Pairs and lists
Passes 7-0 / Skju
Adminned at 22 Jun 2013 21:54:31 UTC
Axioms:
* For all a and b, (a,b) is an ordered pair.
* For all a, b, c and d, (a,b) = (c,d) if and only if a = c and b = d.
* There exists exactly one a such that a is an empty list.
* For all a and b, if b is a list, then a:b is a non-empty list.
* For all a, if a is a non-empty list, then there exist b and c such that a = b:c and c is a list.
* For all a, b, c, and d, if b and d are lists, then [a:b = c:d if and only if [a = c and b = d]].
* For all a and b, if b is a list, then [the head of a:b is a, and the tail of a:b is b].
* For all a, b and c, if c is a list, then [a is an element of b:c if and only if [a = b or a is an element of c]].
* For all a, a is not an element of the empty list.
* For all a, b and c, if b and c are lists, then (a:b) ++ c = a:(b ++ c).
* For all c, if c is a list, then {} ++ c = c (where {} is the empty list).

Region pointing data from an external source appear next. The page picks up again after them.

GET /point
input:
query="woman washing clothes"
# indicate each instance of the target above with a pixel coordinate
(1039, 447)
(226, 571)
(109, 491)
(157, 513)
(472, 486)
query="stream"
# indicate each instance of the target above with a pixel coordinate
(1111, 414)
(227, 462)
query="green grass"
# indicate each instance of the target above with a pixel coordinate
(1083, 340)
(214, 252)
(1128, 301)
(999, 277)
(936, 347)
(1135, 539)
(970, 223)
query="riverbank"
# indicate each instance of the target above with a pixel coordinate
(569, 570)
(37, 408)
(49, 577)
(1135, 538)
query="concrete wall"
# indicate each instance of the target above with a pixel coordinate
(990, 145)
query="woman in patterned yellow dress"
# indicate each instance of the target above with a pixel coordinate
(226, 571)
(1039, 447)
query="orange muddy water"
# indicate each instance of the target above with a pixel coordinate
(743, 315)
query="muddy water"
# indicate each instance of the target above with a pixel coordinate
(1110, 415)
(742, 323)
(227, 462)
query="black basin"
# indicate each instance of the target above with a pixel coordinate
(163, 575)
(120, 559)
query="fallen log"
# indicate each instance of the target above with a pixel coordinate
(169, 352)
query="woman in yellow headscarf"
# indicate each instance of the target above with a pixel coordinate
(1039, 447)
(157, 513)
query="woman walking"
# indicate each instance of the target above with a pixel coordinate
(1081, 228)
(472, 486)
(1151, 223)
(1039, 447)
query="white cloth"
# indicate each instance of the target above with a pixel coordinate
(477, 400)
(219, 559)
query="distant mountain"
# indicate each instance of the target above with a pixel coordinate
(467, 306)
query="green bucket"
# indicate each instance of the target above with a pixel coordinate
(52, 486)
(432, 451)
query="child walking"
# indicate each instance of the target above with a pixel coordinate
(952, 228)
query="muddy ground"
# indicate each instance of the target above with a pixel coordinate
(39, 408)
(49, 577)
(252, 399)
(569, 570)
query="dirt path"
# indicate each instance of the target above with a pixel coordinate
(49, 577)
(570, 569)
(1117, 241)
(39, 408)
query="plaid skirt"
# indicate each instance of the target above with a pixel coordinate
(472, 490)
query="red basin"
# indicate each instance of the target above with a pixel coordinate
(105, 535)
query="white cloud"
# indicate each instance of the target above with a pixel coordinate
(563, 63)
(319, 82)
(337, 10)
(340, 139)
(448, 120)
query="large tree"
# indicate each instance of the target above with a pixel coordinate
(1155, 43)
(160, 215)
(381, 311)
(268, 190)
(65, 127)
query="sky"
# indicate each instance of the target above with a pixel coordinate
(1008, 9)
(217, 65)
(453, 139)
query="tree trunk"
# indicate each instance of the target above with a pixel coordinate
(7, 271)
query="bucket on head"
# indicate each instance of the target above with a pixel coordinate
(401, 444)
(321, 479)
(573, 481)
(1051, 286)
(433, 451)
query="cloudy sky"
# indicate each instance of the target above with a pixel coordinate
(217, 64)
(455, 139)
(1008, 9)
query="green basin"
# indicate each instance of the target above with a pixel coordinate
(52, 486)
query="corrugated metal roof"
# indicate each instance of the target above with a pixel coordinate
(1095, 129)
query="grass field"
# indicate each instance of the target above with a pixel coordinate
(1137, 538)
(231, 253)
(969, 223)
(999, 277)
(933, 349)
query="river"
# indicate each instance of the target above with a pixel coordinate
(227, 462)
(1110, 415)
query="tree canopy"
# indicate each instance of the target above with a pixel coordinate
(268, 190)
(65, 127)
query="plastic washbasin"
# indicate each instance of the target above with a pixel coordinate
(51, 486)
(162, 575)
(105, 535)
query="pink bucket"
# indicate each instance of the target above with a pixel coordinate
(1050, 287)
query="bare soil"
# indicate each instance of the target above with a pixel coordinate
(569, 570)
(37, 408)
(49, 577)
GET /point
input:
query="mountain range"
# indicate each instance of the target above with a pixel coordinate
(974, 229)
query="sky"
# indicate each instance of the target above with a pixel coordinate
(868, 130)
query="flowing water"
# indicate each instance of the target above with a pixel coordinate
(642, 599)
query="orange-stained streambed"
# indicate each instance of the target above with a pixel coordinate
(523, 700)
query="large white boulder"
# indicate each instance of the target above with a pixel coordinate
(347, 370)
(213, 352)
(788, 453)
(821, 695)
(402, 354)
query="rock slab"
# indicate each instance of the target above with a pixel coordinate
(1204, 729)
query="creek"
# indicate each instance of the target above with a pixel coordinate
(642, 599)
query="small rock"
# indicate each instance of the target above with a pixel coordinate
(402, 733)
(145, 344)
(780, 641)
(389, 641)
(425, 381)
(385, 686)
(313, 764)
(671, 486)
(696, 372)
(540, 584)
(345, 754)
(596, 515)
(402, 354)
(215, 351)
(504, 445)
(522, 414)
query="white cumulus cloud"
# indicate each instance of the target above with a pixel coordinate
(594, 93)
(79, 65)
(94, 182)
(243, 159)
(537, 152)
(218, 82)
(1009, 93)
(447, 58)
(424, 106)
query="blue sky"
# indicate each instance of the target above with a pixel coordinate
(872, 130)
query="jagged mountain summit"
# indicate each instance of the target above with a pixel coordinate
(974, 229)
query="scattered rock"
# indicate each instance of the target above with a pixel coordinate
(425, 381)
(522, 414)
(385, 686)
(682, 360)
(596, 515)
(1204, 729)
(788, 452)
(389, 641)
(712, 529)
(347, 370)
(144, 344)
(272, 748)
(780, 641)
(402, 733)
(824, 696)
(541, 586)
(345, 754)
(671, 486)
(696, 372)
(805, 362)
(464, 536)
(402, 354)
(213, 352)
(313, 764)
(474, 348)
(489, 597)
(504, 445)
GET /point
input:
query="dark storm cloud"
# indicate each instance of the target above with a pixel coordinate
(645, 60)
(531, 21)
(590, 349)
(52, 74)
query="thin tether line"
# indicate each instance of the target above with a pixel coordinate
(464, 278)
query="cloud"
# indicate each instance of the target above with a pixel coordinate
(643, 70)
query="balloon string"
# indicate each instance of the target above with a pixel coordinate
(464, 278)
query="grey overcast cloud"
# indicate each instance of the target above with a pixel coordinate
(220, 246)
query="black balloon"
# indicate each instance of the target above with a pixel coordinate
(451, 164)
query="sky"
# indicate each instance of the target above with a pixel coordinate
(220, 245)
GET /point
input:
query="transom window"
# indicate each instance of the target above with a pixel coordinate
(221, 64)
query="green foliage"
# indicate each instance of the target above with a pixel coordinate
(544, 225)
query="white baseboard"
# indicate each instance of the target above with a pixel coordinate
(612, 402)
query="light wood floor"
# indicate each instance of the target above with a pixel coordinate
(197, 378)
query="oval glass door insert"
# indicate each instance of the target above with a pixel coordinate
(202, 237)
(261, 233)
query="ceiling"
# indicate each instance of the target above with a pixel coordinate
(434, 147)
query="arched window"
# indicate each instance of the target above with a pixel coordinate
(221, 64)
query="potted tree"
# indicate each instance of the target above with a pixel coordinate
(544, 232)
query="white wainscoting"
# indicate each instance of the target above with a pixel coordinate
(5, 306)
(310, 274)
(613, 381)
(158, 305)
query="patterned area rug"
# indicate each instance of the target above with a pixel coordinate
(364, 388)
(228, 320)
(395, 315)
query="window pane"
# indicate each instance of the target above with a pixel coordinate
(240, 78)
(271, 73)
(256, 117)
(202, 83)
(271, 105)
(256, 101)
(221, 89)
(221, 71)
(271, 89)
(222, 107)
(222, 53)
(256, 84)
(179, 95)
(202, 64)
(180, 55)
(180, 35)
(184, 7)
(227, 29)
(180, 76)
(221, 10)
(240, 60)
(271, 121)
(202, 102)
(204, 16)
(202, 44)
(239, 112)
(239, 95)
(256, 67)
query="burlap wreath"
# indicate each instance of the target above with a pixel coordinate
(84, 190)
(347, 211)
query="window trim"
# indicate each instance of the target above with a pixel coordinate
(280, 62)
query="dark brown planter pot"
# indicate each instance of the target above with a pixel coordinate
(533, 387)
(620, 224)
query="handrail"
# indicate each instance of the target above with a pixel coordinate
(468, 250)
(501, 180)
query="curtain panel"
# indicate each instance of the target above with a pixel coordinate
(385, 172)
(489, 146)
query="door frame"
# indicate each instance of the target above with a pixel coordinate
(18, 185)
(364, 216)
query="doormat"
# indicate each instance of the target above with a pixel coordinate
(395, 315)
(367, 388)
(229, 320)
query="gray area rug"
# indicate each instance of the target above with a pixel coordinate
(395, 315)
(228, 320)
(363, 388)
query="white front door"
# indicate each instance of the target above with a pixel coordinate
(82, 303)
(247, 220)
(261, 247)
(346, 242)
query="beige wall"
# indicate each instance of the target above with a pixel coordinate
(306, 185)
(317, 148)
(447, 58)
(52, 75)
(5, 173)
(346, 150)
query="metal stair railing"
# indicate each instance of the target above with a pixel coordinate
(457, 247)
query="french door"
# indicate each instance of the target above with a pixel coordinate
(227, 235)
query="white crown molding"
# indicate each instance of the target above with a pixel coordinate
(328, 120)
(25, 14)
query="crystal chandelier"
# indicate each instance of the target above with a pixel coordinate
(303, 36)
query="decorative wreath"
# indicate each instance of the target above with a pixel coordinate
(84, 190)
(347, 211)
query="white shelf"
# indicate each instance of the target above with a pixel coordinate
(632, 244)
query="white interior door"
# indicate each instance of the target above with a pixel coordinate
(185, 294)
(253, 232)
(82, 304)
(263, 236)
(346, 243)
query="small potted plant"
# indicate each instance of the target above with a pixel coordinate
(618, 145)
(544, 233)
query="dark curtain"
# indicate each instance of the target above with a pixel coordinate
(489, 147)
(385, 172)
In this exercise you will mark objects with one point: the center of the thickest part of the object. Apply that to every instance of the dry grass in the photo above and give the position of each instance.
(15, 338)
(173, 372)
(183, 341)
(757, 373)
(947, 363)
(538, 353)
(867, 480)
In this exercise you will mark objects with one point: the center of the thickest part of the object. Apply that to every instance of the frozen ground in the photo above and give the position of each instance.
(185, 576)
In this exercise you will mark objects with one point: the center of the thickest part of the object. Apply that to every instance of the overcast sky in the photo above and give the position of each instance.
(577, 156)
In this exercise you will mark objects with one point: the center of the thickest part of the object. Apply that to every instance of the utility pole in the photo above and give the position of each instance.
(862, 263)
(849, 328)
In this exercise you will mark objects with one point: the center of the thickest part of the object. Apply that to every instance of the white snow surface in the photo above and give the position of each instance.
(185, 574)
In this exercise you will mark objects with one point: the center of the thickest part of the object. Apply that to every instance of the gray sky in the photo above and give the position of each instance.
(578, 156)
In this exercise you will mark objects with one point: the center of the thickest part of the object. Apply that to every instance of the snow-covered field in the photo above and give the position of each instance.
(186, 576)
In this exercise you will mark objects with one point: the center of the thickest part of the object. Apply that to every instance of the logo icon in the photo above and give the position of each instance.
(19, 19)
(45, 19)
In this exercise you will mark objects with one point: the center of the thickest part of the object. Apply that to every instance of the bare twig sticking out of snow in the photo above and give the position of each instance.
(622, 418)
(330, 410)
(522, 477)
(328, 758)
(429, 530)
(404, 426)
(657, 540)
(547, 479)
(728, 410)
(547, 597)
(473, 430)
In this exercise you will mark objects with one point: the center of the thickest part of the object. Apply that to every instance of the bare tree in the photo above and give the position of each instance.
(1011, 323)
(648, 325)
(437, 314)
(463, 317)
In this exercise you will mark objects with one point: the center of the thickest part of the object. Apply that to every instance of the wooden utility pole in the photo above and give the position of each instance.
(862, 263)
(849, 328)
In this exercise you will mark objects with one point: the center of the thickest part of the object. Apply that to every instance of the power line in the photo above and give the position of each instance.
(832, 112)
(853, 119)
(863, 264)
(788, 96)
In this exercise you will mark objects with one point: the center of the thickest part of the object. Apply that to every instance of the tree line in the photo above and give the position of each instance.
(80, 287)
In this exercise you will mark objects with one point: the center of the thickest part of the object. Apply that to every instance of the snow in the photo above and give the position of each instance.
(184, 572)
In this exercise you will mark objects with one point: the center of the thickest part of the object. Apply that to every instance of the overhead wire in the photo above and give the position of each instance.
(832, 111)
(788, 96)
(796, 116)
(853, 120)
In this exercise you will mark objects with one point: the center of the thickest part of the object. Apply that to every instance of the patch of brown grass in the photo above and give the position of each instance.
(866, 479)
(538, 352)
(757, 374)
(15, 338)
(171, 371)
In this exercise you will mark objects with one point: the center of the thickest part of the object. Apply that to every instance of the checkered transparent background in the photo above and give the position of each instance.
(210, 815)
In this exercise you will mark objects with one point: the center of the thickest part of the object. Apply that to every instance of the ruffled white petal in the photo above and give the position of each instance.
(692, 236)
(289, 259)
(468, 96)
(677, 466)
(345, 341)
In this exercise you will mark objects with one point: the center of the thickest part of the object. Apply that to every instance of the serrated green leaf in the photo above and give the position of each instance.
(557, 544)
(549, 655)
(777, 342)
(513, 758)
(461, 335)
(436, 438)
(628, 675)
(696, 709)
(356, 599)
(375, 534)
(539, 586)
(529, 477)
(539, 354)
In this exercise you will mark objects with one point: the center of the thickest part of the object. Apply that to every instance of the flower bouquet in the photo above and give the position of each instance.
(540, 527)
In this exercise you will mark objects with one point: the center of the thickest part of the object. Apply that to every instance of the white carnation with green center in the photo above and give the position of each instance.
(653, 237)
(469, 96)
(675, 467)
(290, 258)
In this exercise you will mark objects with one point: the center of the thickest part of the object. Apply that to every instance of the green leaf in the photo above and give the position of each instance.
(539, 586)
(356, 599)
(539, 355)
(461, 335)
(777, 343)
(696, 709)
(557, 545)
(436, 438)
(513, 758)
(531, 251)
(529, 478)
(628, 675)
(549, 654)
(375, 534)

We could, if we wanted to, add an axiom stating that every Atom is a list. Or that each value is an Atom if and only if it is not a list. Or that all values are lists. We could also say that there is a list a such that a = a:a. The possibilities for mischief are endless,
I think we could also add an axiom stating that for every list a, there is a list b such that any given value is an element of a if and only if it is not an element of b. That would be pretty weird,
nqeron:
why do I feel there’s room for Russel’s paradox? For all a implies a can be any type, even a list, so this is legit: (1,(2,3)). Is this intended?